E-cigarettes typically deliver nicotine, which at a young age may cause lasting harm to brain development, promote addiction, and lead to sustained tobacco use. In 2014, e-cigarettes became the most-used tobacco product among youth, surpassing conventional cigarette use. From 2011 to 2014, current e-cigarette use among high school students jumped from 1.5 percent to 13.4 percent, and among middle school students from 0.6 percent to 3.9 percent. Spending on e-cigarette advertising rose from $6.4 million in 2011 to an estimated $115 million in 2014.
“The same advertising tactics the tobacco industry used years ago to get kids addicted to nicotine are now being used to entice a new generation of young people to use e-cigarettes,” said CDC Director Tom Frieden, M.D., M.P.H. “I hope all of us can agree that kids should not use e-cigarettes.”

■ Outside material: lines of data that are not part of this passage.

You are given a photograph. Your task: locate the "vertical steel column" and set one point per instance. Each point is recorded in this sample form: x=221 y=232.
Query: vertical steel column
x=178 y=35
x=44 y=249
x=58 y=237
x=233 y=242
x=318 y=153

Here’s what states and communities can do to fight e-cigarette and other tobacco product use by young people:
fund tobacco prevention and control programs at CDC-recommended levels to prevent youth use of all tobacco products, including e-cigarettes;
work to reduce youth exposure to e-cigarette ads by limiting where and how e-cigarettes and all tobacco products, are sold, including in stores and online; and
support efforts to implement and sustain proven youth tobacco prevention actions such as tobacco price increases, comprehensive smoke-free laws, and high-impact mass media campaigns.